Характеры близнецов сформировало — более, чем что-либо еще, — благожелательное пренебрежение. Для отца они были всего лишь уступкой желанию их матери, отец терпел обоих в той мере, в какой они не мешали его исследованиям. Для матери же близнецы всегда оставались крепенькими домашними зверьками, которых она баловала, над которыми ворковала, когда пребывала в легкомысленном настроении, и о которых намертво забывала, если у нее находилось занятие поинтереснее. Она могла проводить часы, купая близнецов, втирая в их кожу китовый жир, журя за то, что они портят свои прекрасные юные тела каменными мозолями и шрамами; а в следующие несколько недель — едва замечать их существование, отсутствующе кивая, когда они уносились в ледяную ночь.

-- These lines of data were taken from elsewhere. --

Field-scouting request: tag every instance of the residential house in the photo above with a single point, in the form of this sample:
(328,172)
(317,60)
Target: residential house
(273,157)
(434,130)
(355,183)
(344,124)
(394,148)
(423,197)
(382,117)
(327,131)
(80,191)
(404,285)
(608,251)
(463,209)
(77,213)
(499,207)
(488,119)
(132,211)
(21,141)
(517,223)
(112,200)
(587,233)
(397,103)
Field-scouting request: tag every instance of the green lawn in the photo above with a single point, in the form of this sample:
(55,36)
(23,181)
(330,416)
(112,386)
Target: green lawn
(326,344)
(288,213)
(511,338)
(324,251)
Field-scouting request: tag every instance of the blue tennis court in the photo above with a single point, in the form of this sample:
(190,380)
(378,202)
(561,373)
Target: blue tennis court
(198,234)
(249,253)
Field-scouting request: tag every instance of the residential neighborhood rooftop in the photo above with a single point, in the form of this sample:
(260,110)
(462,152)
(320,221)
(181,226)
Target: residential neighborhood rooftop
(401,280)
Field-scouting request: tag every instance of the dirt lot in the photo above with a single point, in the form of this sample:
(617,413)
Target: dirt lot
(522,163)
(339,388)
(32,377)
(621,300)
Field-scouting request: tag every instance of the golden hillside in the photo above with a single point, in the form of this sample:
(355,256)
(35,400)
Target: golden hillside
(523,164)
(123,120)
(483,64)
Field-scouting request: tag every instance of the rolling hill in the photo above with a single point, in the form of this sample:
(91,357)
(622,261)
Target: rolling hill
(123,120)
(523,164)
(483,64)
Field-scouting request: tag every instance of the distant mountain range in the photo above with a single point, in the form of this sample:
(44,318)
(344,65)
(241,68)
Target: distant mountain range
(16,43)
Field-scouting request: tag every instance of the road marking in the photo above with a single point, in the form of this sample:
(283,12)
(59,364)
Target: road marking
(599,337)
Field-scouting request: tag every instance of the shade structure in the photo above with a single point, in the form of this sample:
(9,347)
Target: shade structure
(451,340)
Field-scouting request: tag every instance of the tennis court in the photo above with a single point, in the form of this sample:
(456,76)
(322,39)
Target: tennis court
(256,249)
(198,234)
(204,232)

Да и в любом случае, Борис и Уна Фаренгейт сами нередко покидали дом, дабы поспособствовать поступательному шествию знания. Точнее говоря, отправлялись погостить у народа гухийнуи, по которому считались главными авторитетами мира. Однако гухийнуи к чужим относились недоверчиво и потому поступательное шествие все медлило, медлило — по крайней мере, в том, что касалось вопросов фундаментальных. Книга Уны о ремеслах гухийнуи вышла в свет уже давно, теперь она составляла другую, посвященную их кухне, а долгожданному историческому труду Бориса конца все еще видно не было, что же касается темных тайн сексуальных табу гухийнуи, они, несмотря на все усилия Фаренгейтов, так и остались пока не раскрытыми.